No equivalent legitimation happened in America. While there had been socialist movements and sects throughout the 19th century, the American Socialist Party wasn’t founded until 1901. That party, the Communist Party, and their various offshoots attracted thousands of activists during the 20th century, and their most enduring and significant achievement was to have seeded and helped form the movement for civil rights that led to the passage of the 1964 Civil Rights Act (which went beyond Kennedy’s initial proposal to also ban racial discrimination in employment) and the 1965 Voting Rights Act. But despite their central role in the movement that led to the extension of the franchise to Southern blacks, American socialists experienced no gains for their movement equivalent to those their European counterparts had won. While Randolph, Rustin, and King were all democratic socialists, as were many of their colleagues and lieutenants, they did not march for civil rights under a socialist banner. To have done so would have been to make the attainment of civil rights all the more difficult. Nonetheless, the power of their economic perspective has been felt in black America from their time until this day. For decades, the proposed budgets of the Congressional Black Caucus spelled out what was essentially a vision of a social democratic American economy.

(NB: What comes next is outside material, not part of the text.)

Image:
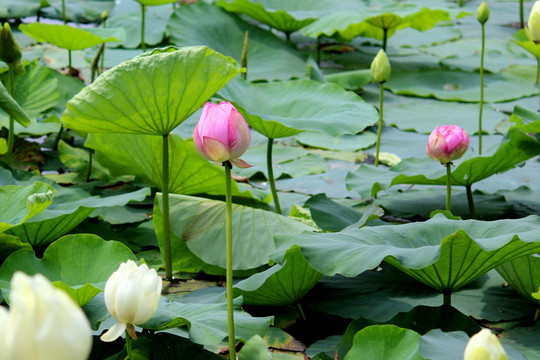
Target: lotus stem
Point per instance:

That vision, of course, was not realized. Accommodations were desegregated, but just as Randolph and his associates feared, the number of Americans who could afford to use them—who could afford college and medical care, to cite just two institutions that are legally open to all regardless of race and nonetheless beyond the reach of millions of Americans—remains well below any decent standard. Capitalism devoid of social democracy, the socialist planners of the march believed, would never produce the broadly shared prosperity that was needed if blacks and other racial minorities were to win more equal economic opportunities. Fifty years after the March on Washington, those socialists’ presentiments have been tragically borne out.
For further reading on the march and the socialist left, see two new books: The March on Washington by William P. Jones, and A Freedom Budget for All Americans by Paul Le Blanc and Michael D. Yates. In addition to biographies of Randolph and Rustin, another valuable source is Michael Harrington’s 1973 volume, Fragments of the Century.